July 22, 2020 at 2:36 pm
No, it is NOT right! The function is created, so the comparison is only between execution of the 2 queries! If the function don't have a execution-plan in the execution cache, it must be compiled - schmabind or not schemabind!
July 22, 2020 at 3:27 pm
Ok so is the execution cache cleared of the tally function between each execution? Or according to what timeout period or ??
Aus dem Paradies, das Cantor uns geschaffen, soll uns niemand vertreiben können
July 22, 2020 at 3:57 pm
No, the plan for a procedures, functions, ... when then execution cache is not big enough to hold all the plans - do you have a server that can keep all the execution plans in cache? And the plans are thrown out, depending of how often the procedure, function, .... is used. But maybe you use the tally function in so many queries, that the execution plan is always in cache!
July 22, 2020 at 4:41 pm
Aha ok yes afaik the cache is clear-able on local instances. I work mostly on Azure SQL these days and the DBCC statements to clear cache don't apply/work (maybe yet?). The tally based approach uses fewer resources if the plan is re-used, yes?
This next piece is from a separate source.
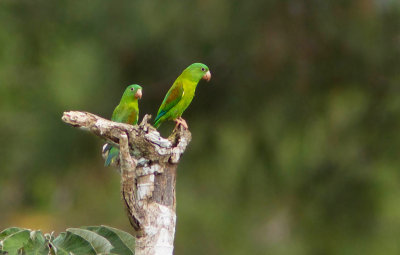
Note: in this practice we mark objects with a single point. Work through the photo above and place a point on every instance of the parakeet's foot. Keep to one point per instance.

Aus dem Paradies, das Cantor uns geschaffen, soll uns niemand vertreiben können
July 22, 2020 at 5:28 pm
No, the plan for a procedures, functions, ... when then execution cache is not big enough to hold all the plans - do you have a server that can keep all the execution plans in cache? And the plans are thrown out, depending of how often the procedure, function, .... is used. But maybe you use the tally function in so many queries, that the execution plan is always in cache!
The execution plan for fnTally (for example) is incredibly trivial and virtually no time to recompile if needed.
--Jeff Moden
Change is inevitable... Change for the better is not.
July 22, 2020 at 5:30 pm
In Azure, we also have limited resources!
July 22, 2020 at 8:54 pm
Okay ... time to throw my hat in the ring... I would not recommend storing the data in the database this way, as it's just not a proper representation of the need for a real-world result. However, that said, a simple single character splitting function can be paired with some simple string manipulation to achieve the desired result, and the performance appears to be great...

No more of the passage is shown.